Viral vector nomenclature
Aawara Chowdhury
via methods%40net.bio.net
(by aawara from FEMA-trailer.org)
Tue Jun 5 20:17:11 EST 2007
In <mailman.1366.1181069097.5139.methods from net.bio.net>,
Tom Anderson <ucgatan from ucl.ac.uk> wrote:
> I guess most people call them viruses, but to me, a virus means something
> that's capable of infecting cells and making copies of itself, which these
> things aren't. Some might call them vectors, but a vector is the piece of
> DNA you put your gene into at the start, not the finished product. One guy
> i worked with called them amplicons, which just seems completely wrong.
> Any advances?
The correct term would be "viral vector", just as what that you refer
to as a "piece of DNA" should really be "plasmid vector", and not just
vector. The plasmid that you transfect to make a viral vector, should be
termed "viral vector DNA" or "viral vector plasmid".

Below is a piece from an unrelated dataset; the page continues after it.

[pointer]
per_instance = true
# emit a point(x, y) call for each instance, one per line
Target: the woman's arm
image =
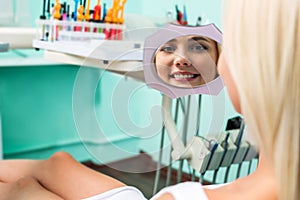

The term "amplicon" is correctly applied to self-amplifying flavivirus
vector RNAs, but not to retroviral vectors, adenoviral vectors, and their
ilk.
> Can you call them viruses even though it can't cause a productive
> infeection?
Perhaps. You could call them replication-deficient mutant viruses.
> Also: proteins go into solution, cells go into suspension, but what do
> viruses do? Where's the borderline?
Viruses go into suspension, I think.